IndiaWood 2018, a fair broadly representing the wood industry, took place for the tenth time in Bangalore from 8 to 12 March. The fair attracts professionals from across the wood industry – from sawmilling operators to production technology companies.
This year, the fair featured more than 850 exhibitors from 40 countries – and now also from Finland for the first time, as the ‘Wood from Finland’ growth program and a delegation of Finnish timber product companies made its first appearance in India.
Despite China being Wood from Finland’s main target market, other potential growing markets are also in the growth program’s crosshairs. Participating in fairs is a good way to chart opportunities to find new customers in new areas. The Wood from Finland delegation has participated in fairs not just around China, but also in Vietnam, the United Arab Emirates and Iran – and now, of course, India.
Based on the promising results of market research, sights were set on Bangalore in order to probe the possibilities that exist for high-quality Finnish softwood in the area. Participating in this fair was the first early step closer to the Indian market, where future growth is expected. In addition to Koskisen, other Finnish companies that are part of the growth program also attended the fair.
Jukka Tamminen, Koskisen’s Export Manager for sawn timber, attended the fair and is pleased with Finnish softwood’s premiere on the Indian market. With an astounding 60,000 visitors from around the world, IndiaWood was no minor event. As a new, high-quality material at the fair, softwood raised much interest and wonder.
“Let’s just say there was definitely interest. We didn’t have to bring a single brochure back to Finland,” says Tamminen with a laugh.
There have been many enquiries since the fair. Tamminen believes that there could be tremendous interest in Nordic softwood in India, as long as a suitable end use, for example, in the furniture industry, is found for it. Decorating with wood and showcasing the beautiful wood grain could very well be a future trend in India, too. Demand for higher-quality grades can be expected to grow, but it will still take a few years.
“The fair visitors were mostly interested in how firmly a screw remains fixed in our spruce and pine timber and how much the timber weighs. The starting points for trade are very different for the time being, because for this market, timber is not intended for visual applications, but instead mostly for furniture frames and packaging. This means that properties such as knot size and soundness are not the first thing on their minds,” Tamminen points out.
He nevertheless remains hopeful about the future. “We also have different sawn timber grades, and selling e.g. packaging materials would not be an impossible feat,” he reckons.

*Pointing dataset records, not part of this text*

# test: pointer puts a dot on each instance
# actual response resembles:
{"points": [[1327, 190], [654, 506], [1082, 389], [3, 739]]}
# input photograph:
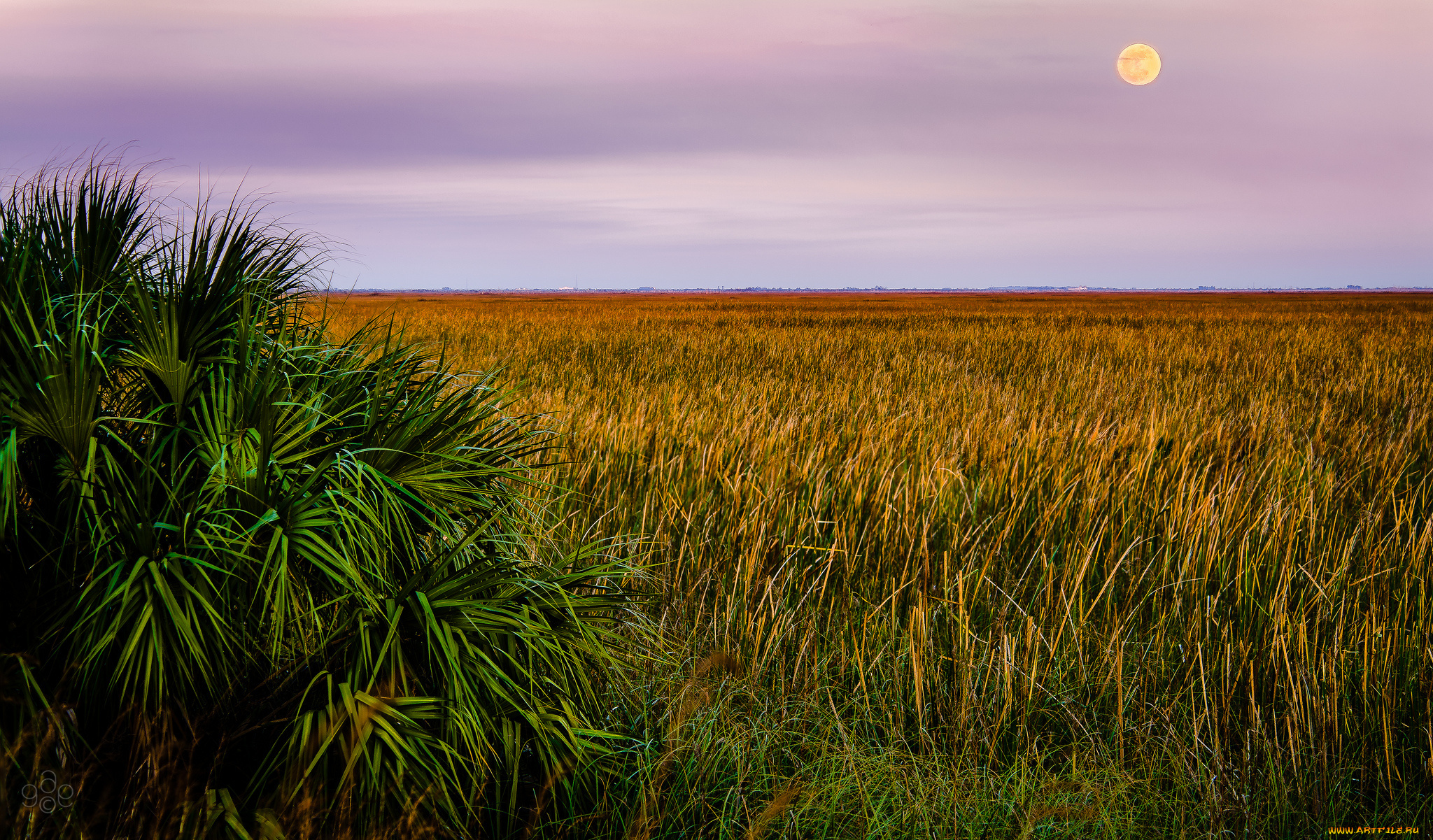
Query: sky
{"points": [[798, 143]]}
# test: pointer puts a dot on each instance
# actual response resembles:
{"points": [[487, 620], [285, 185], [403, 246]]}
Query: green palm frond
{"points": [[320, 555]]}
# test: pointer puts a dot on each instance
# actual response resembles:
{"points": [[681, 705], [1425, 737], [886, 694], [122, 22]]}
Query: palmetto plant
{"points": [[251, 572]]}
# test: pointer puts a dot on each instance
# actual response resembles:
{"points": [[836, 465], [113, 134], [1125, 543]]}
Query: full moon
{"points": [[1138, 64]]}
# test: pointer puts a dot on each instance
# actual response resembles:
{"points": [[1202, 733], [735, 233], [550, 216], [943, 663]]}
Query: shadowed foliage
{"points": [[255, 578]]}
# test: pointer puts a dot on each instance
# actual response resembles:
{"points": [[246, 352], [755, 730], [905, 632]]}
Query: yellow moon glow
{"points": [[1138, 64]]}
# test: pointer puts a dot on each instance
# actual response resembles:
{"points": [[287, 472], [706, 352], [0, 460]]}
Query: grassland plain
{"points": [[995, 565]]}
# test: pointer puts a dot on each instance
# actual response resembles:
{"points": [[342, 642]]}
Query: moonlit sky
{"points": [[678, 143]]}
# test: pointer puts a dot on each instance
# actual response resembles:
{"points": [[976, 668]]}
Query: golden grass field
{"points": [[996, 565]]}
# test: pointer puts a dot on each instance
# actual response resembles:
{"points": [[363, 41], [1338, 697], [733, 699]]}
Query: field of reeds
{"points": [[994, 565]]}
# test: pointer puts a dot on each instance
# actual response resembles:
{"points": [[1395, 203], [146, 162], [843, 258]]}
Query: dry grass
{"points": [[1170, 548]]}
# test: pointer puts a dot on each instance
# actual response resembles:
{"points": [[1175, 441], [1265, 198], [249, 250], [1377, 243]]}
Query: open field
{"points": [[996, 565]]}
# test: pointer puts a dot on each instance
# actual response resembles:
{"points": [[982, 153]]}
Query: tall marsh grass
{"points": [[992, 567]]}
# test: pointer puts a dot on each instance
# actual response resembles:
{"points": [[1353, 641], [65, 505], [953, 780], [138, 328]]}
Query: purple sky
{"points": [[779, 142]]}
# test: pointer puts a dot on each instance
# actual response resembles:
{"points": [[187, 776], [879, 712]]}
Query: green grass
{"points": [[989, 567]]}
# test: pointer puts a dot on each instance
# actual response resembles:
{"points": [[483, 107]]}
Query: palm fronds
{"points": [[310, 569]]}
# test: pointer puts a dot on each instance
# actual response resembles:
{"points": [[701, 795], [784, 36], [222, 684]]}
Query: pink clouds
{"points": [[638, 135]]}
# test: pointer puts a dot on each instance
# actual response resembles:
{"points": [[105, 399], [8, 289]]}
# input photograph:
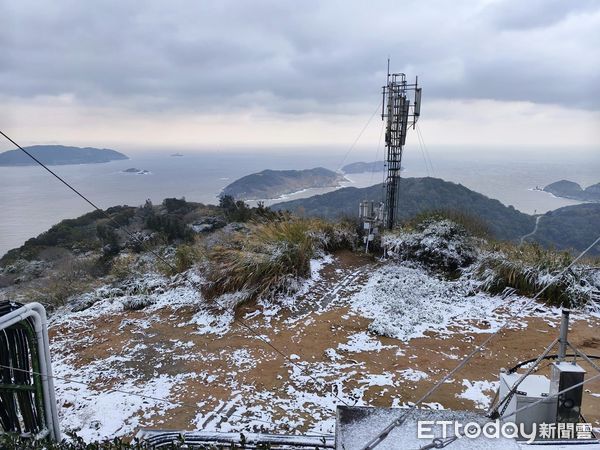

“Softwood is already, in fact, exported to India. Austria and Germany are among Europe’s largest producers for the country. And the price/quality ratio is right for the end use. But here in the Nordic countries, where the timber has better characteristics, the price may for now be too high. I still believe, however, that the market contains buyers that need precisely us,” stresses Tamminen.
All in all, Finland and the Finnish element were a hot item in India. Finland’s Ambassador to India, Nina Vaskunlahti, spoke at the official opening of the fair and also opened Wood from Finland’s fair stand. According to Tamminen, the fair stand was probably the largest and most impressive in the growth program’s history.
The stand’s appeal was achieved by marketing Finland’s trump card – pristine nature – which also happens to be a highly valued characteristic in the timber industry even on a global level. Countries are increasingly waking up to green values. One such example is China, which has been won over by Finland’s endless forests and sustainable and high-quality timber products and forest management.
Creating the same kind of interest in India does not appear to be an impossible task for the time being, even though softwood is still, even as a tree species, a very foreign material. The industry and trends are changing, and quality may very well be the buzzword of the future.
“Of course it will
take hard work, but you have to start somewhere,” Tamminen sums up.